I finally had a bit of time to properly dip into the second issue of The Journal of David Foster Wallace Studies this afternoon. (I brought it to work with me and read from it between classes.)
This issue essentially came out of a 2015 conference at the University of Bristol called David Foster Wallace and the Short Things. Issue 2 contains six essays on Wallace’s “short things” — short stories, sure, but also the vignettes and bits and pieces and fragments that make up The Pale King (and Infinite Jest).
After skimming around a bit, I read the last one, Jeffrey Severs’ “‘Listen’: Wallace’s Short Story Endings and the Art of Falling Silent.” Severs explores Wallace’s endings as a kind of series of revisions to the conclusion of Wallace’s first novel, The Broom of the System (Wallace later called the ending “shitty and dissatisfying”).
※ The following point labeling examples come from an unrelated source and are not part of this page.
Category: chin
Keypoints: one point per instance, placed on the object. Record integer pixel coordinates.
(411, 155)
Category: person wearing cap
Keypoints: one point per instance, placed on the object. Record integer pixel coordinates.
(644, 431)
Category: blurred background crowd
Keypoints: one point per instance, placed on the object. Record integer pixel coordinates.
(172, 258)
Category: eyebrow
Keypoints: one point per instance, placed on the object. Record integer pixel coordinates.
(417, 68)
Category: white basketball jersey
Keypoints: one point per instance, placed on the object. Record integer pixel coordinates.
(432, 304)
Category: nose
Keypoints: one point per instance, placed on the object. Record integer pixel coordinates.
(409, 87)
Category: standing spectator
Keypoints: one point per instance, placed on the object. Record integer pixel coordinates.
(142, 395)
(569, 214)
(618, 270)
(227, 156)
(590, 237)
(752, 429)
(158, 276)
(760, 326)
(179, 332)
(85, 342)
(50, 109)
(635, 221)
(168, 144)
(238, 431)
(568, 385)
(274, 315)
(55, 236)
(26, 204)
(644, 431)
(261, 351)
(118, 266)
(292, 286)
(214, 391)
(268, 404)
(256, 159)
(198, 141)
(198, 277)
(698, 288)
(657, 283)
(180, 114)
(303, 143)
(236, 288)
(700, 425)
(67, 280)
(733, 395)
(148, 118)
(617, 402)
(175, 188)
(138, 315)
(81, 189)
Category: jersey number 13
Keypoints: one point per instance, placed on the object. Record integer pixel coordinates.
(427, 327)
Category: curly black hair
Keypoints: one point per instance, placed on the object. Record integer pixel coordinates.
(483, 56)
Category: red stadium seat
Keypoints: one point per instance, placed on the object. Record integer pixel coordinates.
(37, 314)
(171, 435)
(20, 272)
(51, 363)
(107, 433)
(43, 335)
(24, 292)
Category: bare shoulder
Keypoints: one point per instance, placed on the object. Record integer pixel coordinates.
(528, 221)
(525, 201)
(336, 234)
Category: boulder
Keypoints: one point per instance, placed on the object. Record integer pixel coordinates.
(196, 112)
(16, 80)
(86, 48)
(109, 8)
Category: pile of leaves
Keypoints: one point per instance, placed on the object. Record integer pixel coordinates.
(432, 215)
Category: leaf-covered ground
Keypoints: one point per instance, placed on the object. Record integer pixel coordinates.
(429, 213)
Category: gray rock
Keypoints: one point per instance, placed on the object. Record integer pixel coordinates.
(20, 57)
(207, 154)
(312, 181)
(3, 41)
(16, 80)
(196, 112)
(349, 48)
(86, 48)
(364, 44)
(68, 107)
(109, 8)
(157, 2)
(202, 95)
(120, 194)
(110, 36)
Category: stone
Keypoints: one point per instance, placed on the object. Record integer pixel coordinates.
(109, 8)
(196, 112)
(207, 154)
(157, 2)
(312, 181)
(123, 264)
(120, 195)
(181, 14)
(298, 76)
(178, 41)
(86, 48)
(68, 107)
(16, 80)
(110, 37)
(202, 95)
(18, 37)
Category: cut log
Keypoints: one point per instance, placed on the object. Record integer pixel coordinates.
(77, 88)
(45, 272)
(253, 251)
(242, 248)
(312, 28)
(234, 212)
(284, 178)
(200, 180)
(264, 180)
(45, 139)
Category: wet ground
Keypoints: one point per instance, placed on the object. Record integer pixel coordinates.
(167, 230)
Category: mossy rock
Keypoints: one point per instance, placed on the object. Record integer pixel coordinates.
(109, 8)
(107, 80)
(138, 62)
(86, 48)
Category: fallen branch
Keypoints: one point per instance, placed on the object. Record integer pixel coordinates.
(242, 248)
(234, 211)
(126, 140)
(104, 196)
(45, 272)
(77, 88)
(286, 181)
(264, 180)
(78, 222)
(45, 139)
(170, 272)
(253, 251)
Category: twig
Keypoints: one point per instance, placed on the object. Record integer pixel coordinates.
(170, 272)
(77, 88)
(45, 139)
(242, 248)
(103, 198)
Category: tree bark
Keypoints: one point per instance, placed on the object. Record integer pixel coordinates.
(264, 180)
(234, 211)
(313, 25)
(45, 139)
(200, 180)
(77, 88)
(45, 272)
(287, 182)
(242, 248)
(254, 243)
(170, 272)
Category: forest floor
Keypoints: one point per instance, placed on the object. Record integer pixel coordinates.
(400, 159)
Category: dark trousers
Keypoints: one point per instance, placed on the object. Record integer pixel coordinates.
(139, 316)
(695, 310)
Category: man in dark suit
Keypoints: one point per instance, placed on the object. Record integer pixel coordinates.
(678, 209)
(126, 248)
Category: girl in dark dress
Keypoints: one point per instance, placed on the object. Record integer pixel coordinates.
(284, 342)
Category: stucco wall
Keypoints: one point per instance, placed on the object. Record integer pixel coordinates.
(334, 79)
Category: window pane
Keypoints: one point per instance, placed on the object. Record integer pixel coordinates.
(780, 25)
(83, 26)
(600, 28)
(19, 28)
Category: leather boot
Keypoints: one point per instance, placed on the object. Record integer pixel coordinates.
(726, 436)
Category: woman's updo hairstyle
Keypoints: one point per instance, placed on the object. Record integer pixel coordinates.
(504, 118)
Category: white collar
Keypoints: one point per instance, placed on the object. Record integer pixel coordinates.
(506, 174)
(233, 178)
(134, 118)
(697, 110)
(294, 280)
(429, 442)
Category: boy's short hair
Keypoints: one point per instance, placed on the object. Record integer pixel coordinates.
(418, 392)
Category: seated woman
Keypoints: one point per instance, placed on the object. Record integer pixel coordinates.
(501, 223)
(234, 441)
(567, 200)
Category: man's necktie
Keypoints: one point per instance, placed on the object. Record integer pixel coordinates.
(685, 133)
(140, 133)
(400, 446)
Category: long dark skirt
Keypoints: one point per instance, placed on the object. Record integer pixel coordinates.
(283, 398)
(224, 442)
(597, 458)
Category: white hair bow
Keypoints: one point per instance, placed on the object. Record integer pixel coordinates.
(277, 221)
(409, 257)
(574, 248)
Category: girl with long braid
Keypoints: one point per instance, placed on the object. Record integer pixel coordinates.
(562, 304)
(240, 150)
Severs discusses Girl with Curious Hair extensively, but also touches on The Pale King and Infinite Jest. (And Wittgenstein, silence, and meditative listening.)
There are also two reviews of recent books on Wallace in this issue, just as in the previous issue, one for Marshall Boswell’s The Wallace Effect: David Foster Wallace and the Contemporary Literary Imagination, and one for Ralph Clare’s The Cambridge Companion to David Foster Wallace.
A few of the other essays piqued my interest; Tim Groenland has a thing on fragments, The Pale King, and ancient Rome, and Pia Masiero has a thing on Brief Interviews with Hideous Men, which is maybe my favorite Wallace book.